Date: Fri, 8 Oct 1999 16:09:02 -0700
Reply-To: David Cassell <cassell@MERCURY.COR.EPA.GOV>
Sender: "SAS(r) Discussion" <SAS-L@LISTSERV.UGA.EDU>
From: David Cassell <cassell@MERCURY.COR.EPA.GOV>
Organization: OAO Corp.
Subject: Re: Replacing Missing values with the Mean
Content-Type: text/plain; charset=us-ascii
JGerstle@SW.UA.EDU wrote:
>
> I haven't had any luck finding a solution to this in the manuals.
> Hopefully someone can help.
>
> Using SAS 6.12 on Win95, I need to run several PROC CORR
> ALPHA on a dataset with several missing values spread throughout
> it. According to the SAS Log, it's recommended to use NOMISS
> when calculating ALPHA. This is fine, except it leaves us with a
> low n. We would like to replace each missing value with the mean
> of that variable. Is there an option within PROC CORR or another
> PROC to do this automatically or will I have to calculate the means
> beforehand and run a data step to replace the missing values. I
> have around 40 odd variables so I'd rather do the former than the
> latter.
It's straightforward to do. One way is via PROC SQL.
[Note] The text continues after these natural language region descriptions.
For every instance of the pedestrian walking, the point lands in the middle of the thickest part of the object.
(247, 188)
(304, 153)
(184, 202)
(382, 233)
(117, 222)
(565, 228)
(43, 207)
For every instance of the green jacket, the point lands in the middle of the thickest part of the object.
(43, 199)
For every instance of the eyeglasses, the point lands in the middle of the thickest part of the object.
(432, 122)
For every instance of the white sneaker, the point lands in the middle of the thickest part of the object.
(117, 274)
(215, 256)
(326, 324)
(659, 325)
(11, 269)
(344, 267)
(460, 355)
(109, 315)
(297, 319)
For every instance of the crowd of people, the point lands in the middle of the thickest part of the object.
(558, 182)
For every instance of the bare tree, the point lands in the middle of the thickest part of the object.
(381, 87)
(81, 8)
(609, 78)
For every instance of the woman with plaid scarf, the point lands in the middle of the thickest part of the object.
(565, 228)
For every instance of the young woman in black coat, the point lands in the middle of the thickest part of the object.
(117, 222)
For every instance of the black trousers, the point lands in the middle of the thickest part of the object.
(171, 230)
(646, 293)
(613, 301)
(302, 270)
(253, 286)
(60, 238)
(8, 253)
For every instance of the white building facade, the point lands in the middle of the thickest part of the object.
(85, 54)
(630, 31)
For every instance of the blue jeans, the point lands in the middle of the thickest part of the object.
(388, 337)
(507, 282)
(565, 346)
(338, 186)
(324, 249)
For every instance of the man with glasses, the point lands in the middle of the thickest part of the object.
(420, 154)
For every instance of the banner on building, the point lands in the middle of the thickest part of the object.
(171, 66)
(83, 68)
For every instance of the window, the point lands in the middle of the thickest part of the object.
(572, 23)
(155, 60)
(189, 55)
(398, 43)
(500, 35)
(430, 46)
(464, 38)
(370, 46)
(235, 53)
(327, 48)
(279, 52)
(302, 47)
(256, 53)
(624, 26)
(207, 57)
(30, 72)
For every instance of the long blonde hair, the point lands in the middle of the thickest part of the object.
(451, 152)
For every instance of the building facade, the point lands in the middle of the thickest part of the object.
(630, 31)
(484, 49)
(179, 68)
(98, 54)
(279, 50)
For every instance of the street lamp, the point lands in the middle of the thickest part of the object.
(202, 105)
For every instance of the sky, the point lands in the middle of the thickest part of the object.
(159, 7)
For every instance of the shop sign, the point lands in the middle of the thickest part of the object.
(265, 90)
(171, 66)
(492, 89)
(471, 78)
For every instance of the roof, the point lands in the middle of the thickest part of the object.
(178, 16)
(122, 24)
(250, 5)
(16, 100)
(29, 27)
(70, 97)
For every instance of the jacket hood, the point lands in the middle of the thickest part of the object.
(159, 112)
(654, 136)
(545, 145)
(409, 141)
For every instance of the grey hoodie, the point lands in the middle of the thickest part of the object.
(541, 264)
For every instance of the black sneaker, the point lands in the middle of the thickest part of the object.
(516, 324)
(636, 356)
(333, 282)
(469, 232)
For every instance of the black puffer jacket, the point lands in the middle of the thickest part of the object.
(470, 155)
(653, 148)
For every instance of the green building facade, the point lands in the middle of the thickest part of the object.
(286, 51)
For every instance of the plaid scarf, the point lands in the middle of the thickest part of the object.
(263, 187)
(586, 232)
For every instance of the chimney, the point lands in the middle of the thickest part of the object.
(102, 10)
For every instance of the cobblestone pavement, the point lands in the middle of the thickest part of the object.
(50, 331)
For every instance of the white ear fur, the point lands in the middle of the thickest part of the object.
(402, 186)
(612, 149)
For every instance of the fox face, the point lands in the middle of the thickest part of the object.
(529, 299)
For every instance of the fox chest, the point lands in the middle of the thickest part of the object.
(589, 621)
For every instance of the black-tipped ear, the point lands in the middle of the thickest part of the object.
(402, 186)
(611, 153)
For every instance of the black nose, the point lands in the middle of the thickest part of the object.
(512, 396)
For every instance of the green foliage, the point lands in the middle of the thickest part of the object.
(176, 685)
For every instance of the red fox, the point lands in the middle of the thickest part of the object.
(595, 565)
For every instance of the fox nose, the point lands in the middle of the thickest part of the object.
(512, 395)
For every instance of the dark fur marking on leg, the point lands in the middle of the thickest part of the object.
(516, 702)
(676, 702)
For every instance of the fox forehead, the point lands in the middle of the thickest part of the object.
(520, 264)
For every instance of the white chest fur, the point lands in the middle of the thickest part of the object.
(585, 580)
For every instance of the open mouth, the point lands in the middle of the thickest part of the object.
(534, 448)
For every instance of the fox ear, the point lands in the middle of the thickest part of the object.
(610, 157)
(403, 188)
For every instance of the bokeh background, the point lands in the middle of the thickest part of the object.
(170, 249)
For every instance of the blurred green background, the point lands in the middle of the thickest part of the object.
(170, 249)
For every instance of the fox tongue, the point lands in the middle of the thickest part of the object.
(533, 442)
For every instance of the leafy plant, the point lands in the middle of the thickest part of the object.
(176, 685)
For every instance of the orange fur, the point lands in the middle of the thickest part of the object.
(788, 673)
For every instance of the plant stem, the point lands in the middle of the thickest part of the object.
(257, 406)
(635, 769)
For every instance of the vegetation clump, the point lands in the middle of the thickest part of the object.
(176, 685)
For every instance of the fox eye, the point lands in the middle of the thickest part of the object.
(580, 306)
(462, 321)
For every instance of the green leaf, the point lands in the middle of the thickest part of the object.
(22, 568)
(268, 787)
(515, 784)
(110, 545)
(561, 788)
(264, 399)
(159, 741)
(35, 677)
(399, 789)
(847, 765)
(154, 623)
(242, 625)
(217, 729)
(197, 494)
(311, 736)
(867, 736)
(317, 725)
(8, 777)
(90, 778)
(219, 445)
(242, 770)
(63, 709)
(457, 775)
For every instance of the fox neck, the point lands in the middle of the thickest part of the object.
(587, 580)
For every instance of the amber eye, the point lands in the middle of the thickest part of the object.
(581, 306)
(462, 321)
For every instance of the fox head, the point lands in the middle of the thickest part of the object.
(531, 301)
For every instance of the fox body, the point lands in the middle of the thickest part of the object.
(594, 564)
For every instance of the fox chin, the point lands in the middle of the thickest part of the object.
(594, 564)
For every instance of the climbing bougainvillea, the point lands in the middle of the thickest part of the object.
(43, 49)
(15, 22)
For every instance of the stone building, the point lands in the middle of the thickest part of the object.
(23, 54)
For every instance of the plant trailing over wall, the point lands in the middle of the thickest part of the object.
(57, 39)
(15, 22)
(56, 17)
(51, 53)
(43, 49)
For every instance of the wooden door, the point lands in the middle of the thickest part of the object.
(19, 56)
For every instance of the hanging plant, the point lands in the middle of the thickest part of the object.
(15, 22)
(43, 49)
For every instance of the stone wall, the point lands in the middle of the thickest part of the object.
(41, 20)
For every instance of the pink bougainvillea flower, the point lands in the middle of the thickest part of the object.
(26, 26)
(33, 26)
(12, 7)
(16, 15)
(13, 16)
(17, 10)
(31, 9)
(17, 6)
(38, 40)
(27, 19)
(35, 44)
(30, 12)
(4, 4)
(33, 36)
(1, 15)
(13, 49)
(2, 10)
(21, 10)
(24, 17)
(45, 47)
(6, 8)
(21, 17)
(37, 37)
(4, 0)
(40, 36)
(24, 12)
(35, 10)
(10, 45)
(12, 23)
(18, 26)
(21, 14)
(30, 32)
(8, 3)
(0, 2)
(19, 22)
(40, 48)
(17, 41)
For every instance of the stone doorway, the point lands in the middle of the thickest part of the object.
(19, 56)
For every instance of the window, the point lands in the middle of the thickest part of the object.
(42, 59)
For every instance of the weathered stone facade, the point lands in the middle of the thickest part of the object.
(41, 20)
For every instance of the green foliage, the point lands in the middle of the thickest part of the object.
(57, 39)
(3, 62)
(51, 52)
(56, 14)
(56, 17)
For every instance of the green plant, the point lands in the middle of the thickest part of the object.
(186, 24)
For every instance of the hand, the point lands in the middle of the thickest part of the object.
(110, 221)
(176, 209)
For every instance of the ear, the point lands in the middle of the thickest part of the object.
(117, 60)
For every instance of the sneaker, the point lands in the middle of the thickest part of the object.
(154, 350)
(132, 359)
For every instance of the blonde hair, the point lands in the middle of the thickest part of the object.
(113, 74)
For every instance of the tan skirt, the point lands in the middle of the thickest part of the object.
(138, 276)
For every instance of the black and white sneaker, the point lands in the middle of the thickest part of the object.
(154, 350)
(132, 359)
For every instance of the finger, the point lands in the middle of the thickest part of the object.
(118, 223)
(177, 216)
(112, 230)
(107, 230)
Another is to use PROC SUMMARY or PROC MEANS to get the means
in a new dataset and combine the info. But I'm not writing
any code here, because I want to say this:
This is a bad idea in many cases. Please do not impute
data like this unless you can show that this is going to
be valid, and will not drive the results [as appears likely
given your concern about small n].
Try a few plots for yourself. Take a nice dataset you have
already, say n=50, and plot X vs Y. Look at the statistics.
Now replace half the X's with the mean of X, and redo.
You may see an enormous difference. It will fluctuate
depending on the data.
So don't do this if you can possibly avoid it.
David
--
David Cassell, OAO cassell@mail.cor.epa.gov
Senior computing specialist
mathematical statistician